A.C. Moore, an investment strategist at Dunvegan Associates in Santa Barbara. Calif., doesn’t see rising interest rates as necessarily a positive for the stock market, but he thinks stocks are still reasonably valued relative to fixed income, and so doesn’t expect a significant sell-off after a rate hike. “The Fed is not trying to cool the market down; they want to reflect the cost of doing business in a more vibrant economy,” he said.

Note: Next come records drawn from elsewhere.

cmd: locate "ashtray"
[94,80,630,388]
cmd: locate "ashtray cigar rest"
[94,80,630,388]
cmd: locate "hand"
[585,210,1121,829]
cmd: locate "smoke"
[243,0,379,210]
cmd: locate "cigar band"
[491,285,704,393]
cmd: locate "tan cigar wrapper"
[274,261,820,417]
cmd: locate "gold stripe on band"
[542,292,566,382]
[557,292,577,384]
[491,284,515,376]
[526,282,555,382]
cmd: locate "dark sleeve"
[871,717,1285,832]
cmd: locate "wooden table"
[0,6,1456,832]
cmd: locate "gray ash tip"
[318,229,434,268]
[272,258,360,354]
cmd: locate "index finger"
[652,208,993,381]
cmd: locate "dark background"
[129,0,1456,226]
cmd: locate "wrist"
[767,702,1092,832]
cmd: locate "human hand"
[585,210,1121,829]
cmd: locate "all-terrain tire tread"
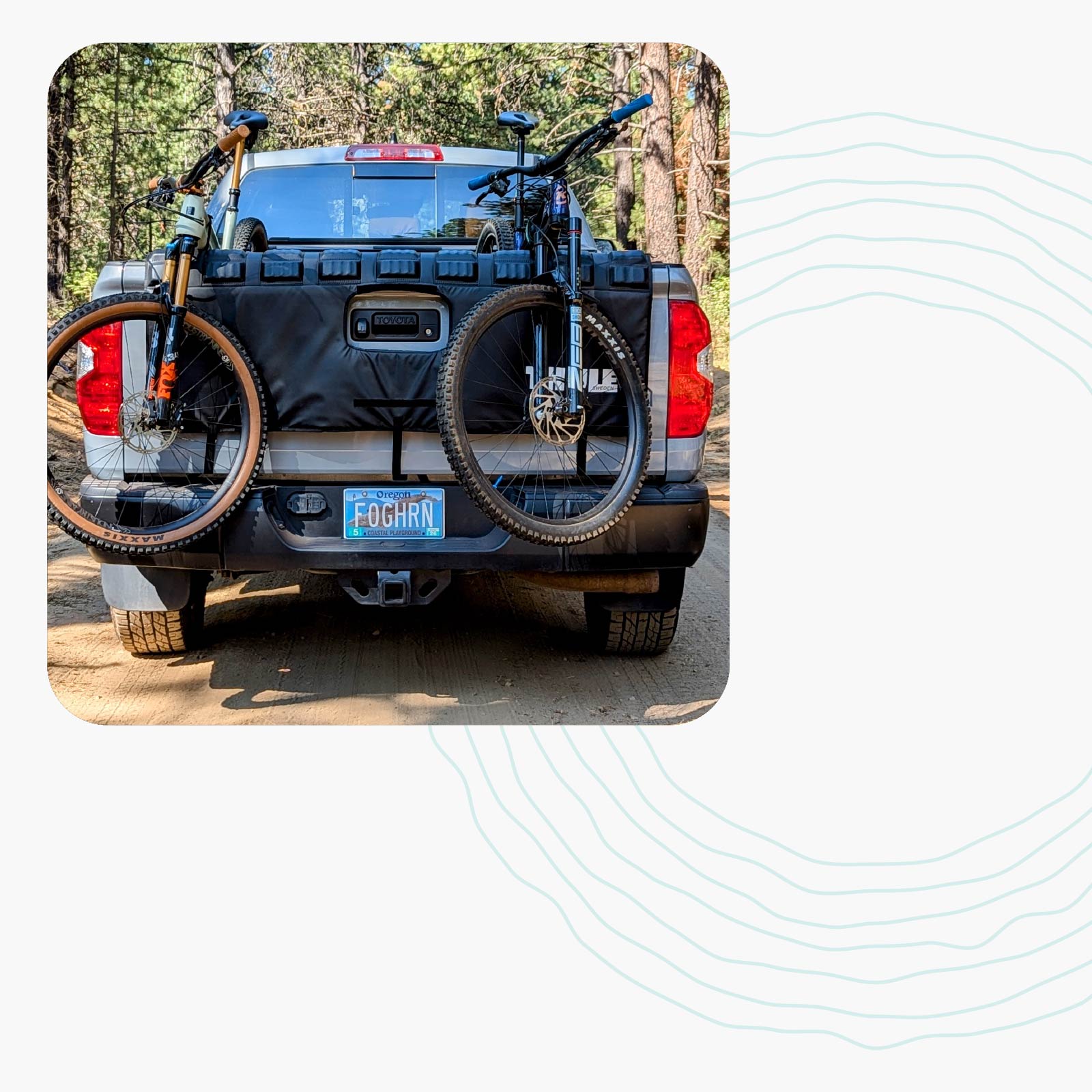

Other Wall Street strategists think the stock market may come under pressure if the Fed raises rates, and so the Fed is likely to remain on hold until at least the end of 2004. They point out that there are still concerns that economic growth may stall, and add that inflation is tame, so a rate rise is not needed. They also conjecture that the Fed is unlikely to put stock prices at risk in an election year.
Bill Dudley, chief economist at Goldman Sachs, thinks the Fed’s on hold throughout 2004 because if interest rates are raised the market will anticipate a whole series of rate cuts, which could put excessive pressure on the stock prices, he said on CNBC this week.
Another issue that may keep the Fed on hold is a troubling decline in bank lending according to Hugh Johnson, chief investment officer at First Albany. Rising interest rates increase borrowing costs, and economic growth is primarily driven by borrowing and spending, he noted. A continued decline in borrowing could eventually translate into a softer earnings performance in 2004, he added, and this would certainly drag stock prices down.
“Yes, employment is improving and, yes, the economy is strengthening, but there will be a valuation worry for the stock market if we don’t see earnings that are as good as the market expects,” said Johnson. “I hope the Fed isn’t seduced into raising rates because it will aggravate this liquidity problem.”
Technical analysts like Jeff deGraaf at Lehman Brothers, who pour over statistics and charts to try and deduce the market’s future path, also think stocks look vulnerable going into 2004.
Low quality stocks are outperforming high quality stocks, said deGraaf, because they are benefiting from monetary and fiscal stimulus. But there is some question as to whether investors will rotate funds into more stable equities, he noted.
“We’re looking at a good year in equities on a historical basis, but people are waiting to see if it’s sustainable for a few more quarters,” deGraaf said. “The trends are in place, but the momentum of the market is looking tired on the upside and that’s not a common characteristic of a bull market.”